The context was that we wanted to avoid unnecessary heap allocations in the event that the map key already existed - hence, the CShallowCopy class was used to do the initial lookup, then it would be copied if this was an insertion. The problem is that this approach doesn't work with move semantics.




回答5:


It depends on how you define the semantics of the move operation for your type. If move merely means optimized copy through resource-stealing then the answer is probably no. But the answer might be yes if move means "relocate" in the sense used by a moving garbage collector or some other custom memory management scheme.

Consider a real-world example of a house located on a particular street address.

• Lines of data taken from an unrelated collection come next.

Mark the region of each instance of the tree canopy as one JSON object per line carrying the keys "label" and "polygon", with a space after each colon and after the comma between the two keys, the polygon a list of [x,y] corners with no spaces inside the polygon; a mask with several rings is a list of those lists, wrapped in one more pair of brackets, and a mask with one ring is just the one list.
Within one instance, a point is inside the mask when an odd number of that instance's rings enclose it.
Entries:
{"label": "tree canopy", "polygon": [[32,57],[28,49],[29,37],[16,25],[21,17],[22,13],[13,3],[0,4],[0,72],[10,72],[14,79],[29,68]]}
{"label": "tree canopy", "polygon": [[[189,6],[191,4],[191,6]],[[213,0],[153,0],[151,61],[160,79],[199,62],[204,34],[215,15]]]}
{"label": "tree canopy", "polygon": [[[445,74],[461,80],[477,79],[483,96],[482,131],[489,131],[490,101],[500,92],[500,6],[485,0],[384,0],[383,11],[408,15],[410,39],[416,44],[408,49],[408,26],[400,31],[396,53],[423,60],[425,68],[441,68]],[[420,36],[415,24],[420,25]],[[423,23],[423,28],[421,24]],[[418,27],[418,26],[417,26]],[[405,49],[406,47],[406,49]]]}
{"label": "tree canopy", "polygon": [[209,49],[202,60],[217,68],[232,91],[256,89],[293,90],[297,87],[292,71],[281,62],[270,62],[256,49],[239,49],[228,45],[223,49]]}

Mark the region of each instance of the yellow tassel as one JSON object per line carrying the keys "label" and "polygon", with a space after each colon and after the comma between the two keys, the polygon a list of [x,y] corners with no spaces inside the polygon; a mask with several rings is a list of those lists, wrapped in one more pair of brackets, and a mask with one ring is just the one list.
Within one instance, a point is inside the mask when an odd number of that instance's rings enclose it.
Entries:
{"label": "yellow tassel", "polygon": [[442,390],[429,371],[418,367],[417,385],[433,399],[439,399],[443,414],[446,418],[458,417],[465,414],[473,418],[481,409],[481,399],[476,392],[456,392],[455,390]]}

One can define a copy of that house to be another house built using the exact same blueprints, but located on another address. Under these terms, we can go on saying that a house cannot be moved, because there might be people referring to it by its address. Translating to technical terms, the move operation might not be possible for structures that have inbound pointers.

I can imagine a bit twisted implementation of a signals/slots library that allows its signals objects to be copied, but doesn't allow them to be moved.

disclaimer: some C++ purists will point out that STL (and thus the standard) defines what a move operation is and it's not in line with what I described here so I won't argue with that.